= John Henningham =

John Henningham is an Australian journalist and journalism educator.
The first Professor of Journalism in Australia, he was also the first Australian to be awarded a PhD in Journalism.

==Early career==
Henningham graduated from the University of Sydney and worked as a journalist with newspapers the Daily Mirror, The Sun and The Australian and the ABC before entering journalism education.

He joined the staff of the University of Queensland in 1978 and was responsible for the university's establishing the Department of Journalism in 1991.

He is founder and director of the journalism college Jschool He was previously head of the Department of Journalism at the University of Queensland.

Henningham has written and edited books, journals, chapters and articles on journalism and the news media, including Looking at Television News, Issues in Australian Journalism, and Institutions in Australian Society, and has been a media commentator in the press and on radio.
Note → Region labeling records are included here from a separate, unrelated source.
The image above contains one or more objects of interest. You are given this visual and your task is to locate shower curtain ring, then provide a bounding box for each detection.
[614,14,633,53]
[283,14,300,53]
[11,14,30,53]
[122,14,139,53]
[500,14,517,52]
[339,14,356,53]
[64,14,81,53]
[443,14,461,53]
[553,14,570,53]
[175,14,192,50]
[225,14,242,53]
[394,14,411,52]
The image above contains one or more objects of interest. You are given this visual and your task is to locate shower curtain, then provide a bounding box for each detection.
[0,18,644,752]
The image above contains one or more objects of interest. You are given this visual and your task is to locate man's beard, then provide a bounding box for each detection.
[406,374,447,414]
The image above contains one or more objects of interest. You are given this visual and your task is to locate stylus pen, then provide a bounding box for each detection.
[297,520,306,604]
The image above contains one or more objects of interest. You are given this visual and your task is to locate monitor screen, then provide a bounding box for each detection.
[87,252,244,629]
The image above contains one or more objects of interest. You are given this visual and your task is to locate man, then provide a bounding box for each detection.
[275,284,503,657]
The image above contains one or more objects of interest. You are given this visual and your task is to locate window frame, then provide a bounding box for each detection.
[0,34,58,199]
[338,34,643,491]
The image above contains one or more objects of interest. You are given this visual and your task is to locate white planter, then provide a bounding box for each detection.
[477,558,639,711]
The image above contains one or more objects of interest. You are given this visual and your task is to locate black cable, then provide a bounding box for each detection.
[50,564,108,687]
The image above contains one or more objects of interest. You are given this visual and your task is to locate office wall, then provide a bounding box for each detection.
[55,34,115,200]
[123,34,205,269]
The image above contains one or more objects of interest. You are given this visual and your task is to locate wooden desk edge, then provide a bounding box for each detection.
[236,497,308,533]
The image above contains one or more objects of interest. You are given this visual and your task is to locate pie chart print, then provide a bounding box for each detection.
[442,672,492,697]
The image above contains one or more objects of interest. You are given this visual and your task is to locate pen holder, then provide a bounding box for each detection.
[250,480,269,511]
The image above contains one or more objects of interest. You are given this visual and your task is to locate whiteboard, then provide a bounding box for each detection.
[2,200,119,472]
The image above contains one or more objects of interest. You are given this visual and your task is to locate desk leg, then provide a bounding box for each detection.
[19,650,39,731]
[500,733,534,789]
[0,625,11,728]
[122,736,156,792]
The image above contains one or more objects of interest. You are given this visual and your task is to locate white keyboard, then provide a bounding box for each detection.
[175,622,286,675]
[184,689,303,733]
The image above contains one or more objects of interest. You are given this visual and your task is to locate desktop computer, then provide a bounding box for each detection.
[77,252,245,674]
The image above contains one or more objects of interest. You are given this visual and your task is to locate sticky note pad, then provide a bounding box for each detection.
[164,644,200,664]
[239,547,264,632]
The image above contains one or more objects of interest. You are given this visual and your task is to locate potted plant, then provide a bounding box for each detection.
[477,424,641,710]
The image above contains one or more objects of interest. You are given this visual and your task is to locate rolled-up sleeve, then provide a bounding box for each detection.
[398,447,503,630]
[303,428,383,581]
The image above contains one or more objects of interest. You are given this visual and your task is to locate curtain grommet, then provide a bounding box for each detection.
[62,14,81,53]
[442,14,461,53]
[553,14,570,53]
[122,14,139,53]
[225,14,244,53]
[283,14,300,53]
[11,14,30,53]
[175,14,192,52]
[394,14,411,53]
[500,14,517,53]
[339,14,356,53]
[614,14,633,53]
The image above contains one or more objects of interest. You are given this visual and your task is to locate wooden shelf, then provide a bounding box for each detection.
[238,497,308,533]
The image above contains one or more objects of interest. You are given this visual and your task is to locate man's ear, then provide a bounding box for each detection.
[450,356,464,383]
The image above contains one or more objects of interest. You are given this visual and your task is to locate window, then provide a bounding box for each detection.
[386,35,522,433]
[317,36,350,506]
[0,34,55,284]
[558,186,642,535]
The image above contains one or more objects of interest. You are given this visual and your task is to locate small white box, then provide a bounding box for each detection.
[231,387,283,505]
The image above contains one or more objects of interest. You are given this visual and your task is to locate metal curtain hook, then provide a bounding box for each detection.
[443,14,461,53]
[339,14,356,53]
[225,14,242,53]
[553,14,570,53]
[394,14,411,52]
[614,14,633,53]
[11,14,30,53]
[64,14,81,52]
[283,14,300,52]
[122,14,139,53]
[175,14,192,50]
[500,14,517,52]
His best-known research is based on national surveys of journalists in Australia,

He has also been a strong advocate of journalism education, arguing the case for its distinct purpose and the need to separate it from other forms of communication.
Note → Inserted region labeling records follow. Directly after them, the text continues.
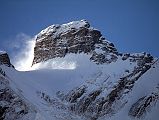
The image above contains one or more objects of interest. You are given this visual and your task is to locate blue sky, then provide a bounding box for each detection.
[0,0,159,57]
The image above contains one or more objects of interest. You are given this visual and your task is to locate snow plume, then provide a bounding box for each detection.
[12,33,35,71]
[32,55,77,70]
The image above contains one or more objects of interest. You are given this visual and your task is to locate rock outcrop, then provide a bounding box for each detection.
[33,20,118,64]
[0,51,14,67]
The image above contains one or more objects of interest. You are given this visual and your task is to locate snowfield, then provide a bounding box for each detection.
[1,54,159,120]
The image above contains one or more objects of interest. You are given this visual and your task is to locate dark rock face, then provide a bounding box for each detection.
[33,20,117,64]
[0,68,36,120]
[0,53,13,67]
[129,88,159,118]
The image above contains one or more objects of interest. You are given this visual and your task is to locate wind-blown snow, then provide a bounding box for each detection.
[13,38,35,71]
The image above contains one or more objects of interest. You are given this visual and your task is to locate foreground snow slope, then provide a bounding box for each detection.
[0,20,159,120]
[3,54,159,120]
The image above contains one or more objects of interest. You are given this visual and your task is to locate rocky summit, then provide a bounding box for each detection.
[33,20,118,64]
[0,20,159,120]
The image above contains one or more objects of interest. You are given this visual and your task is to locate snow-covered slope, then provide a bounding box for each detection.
[0,20,159,120]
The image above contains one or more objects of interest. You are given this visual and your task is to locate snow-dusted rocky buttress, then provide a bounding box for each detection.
[0,20,159,120]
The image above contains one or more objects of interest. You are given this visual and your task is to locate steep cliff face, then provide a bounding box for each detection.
[0,20,159,120]
[33,20,118,64]
[0,51,14,67]
[0,51,36,120]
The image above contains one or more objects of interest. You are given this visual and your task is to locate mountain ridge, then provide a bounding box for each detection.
[0,20,159,120]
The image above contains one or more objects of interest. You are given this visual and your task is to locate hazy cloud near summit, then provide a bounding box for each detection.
[5,33,35,71]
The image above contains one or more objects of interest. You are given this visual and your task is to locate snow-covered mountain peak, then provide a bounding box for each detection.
[33,20,118,65]
[0,20,159,120]
[37,20,90,41]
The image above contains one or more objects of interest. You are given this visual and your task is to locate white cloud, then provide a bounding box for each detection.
[11,33,35,71]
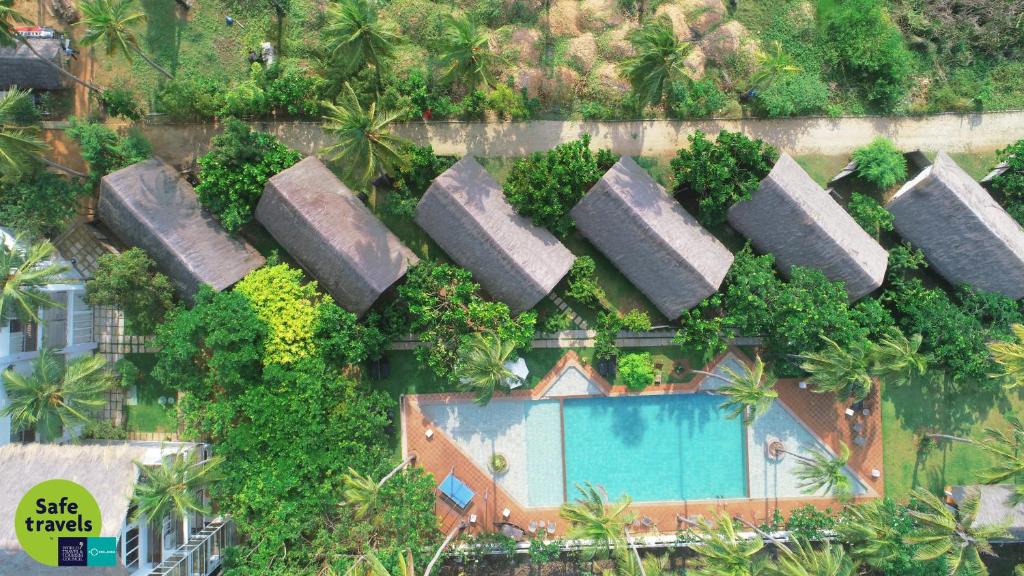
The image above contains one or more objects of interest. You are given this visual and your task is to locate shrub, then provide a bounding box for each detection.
[85,248,174,334]
[196,118,301,232]
[847,192,893,240]
[99,87,142,120]
[505,134,615,236]
[853,136,906,190]
[617,352,654,392]
[234,264,318,364]
[671,130,778,225]
[755,73,828,117]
Henningham was founding editor of Australian Studies in Journalism and Australian Journalism Monographs and has also edited Australian Journalism Review, published by the Journalism Education Association. He has been a visiting fellow and researcher at the East-West Center, the Reuter Foundation at Green College, Oxford University, and the London College of Printing, as well as visiting professor of journalism at Deakin University, Victoria. He is adjunct professor at University of the Sunshine Coast and a director of the Asia Pacific Journalism Centre.